Now I have to admit to myself that I guess I’m not a reasonable woman after all. I mean, who expects their hotel room to actually be secure? Most places you go to, even the shadiest of motels, don’t have a locked door. That is just too crazy of a thing to hope for when you travel. Right?

After traveling to a different floor for ice buckets and ice (because they are not easily accessible), I wake up in the morning to discover the bucket had leaked all over. My cell phone was laying in a pool of water. Nice.

But hey, look at the bright side. We go for our complimentary breakfast on the terrace at this “beautiful” inn (that is if you don’t mind all the water damaged ceilings and other run-down aspects) and are pleased to find that it consisted basically of cereal and toast. I’ve stayed at cheap motels with better breakfasts than that.

The kicker? We go for a walk in the morning and decide to just double-check on the arrangements for our late check out time. Even though this was literally the FOURTH conversation I have had with the staff about this, suddenly there is a huge problem. They are booked for the weekend so they can’t possibly accommodate us. In fact, it appeared from the looks on their faces, that we were crazy for even thinking that was a possibility. Check out time is literally in the middle of the massage time and that is too bad for us.

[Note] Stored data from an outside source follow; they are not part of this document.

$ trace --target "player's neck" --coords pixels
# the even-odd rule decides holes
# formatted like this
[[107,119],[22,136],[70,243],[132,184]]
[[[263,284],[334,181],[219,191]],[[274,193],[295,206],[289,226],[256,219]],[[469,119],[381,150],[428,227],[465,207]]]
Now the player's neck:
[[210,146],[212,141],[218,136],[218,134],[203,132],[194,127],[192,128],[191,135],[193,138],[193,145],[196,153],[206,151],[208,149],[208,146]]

A manager? I want to speak to a manager? Silly me. There is none on the premises. Of course not. Literally every employee we talked to looked like they were in high school or barely graduated. No idea how to handle a business, much less one fraught with problems.

In disgust, the massages were canceled and we checked out EARLY.

Now, everyone is allowed to make mistakes. I make enough of my own so I try to be gracious to others. But what I can’t stand, is when a person(s) doesn’t take responsibility for it.

After countless phone calls, emails, and other such follow-up, here is what happened:

Nothing.

The hotel offered a free night. Are you kidding me? I’m no dummy. That doesn’t cost them a cent. I kindly explained that we have no desire whatsoever to ever set foot in the place again. I want my money back. I work freaking hard to be able to afford a getaway. I needed to be refreshed and instead I paid for a stress-filled 24 hours. So the hotel says, sorry. We would love to give you your money back, but the deal was through groupon so their hands are tied (which is also a lie, but I’m willing to work with it).

Groupon? I could have fell over when they told me that… guess what? The hotel refused to allow them to give me a refund. So they gave me money off my NEXT groupon purchase. Not much better than the hotel offering a free night. I WANT MY MONEY BACK, or at least a portion of it. Disgusting. Like I want to purchase another groupon offer in the near future.

I shouldn’t be surprised. The old me would have shrugged my shoulders and made the most of it. The new me isn’t wired that way anymore. I’m pissed off and can’t seem to help it. I needed to do something for ME after exhausting so much energy day after day helping other people. I just want what I paid for. Is that so crazy?

So it is official. The age of the consumer is no more. I’ve already wasted enough energy on this. The Better Business Bureau lists complains similar to mine. In the end, the hotel just refuses to do what’s right, so what’s the point?

Anyhow, I’m trying to find something clever and funny to end with. My creativity seems to be lacking. Must be because of the lack of soul refreshing that was sought after and not found…lol.

Moral of the story? GO TO VIRGINIA BEACH!!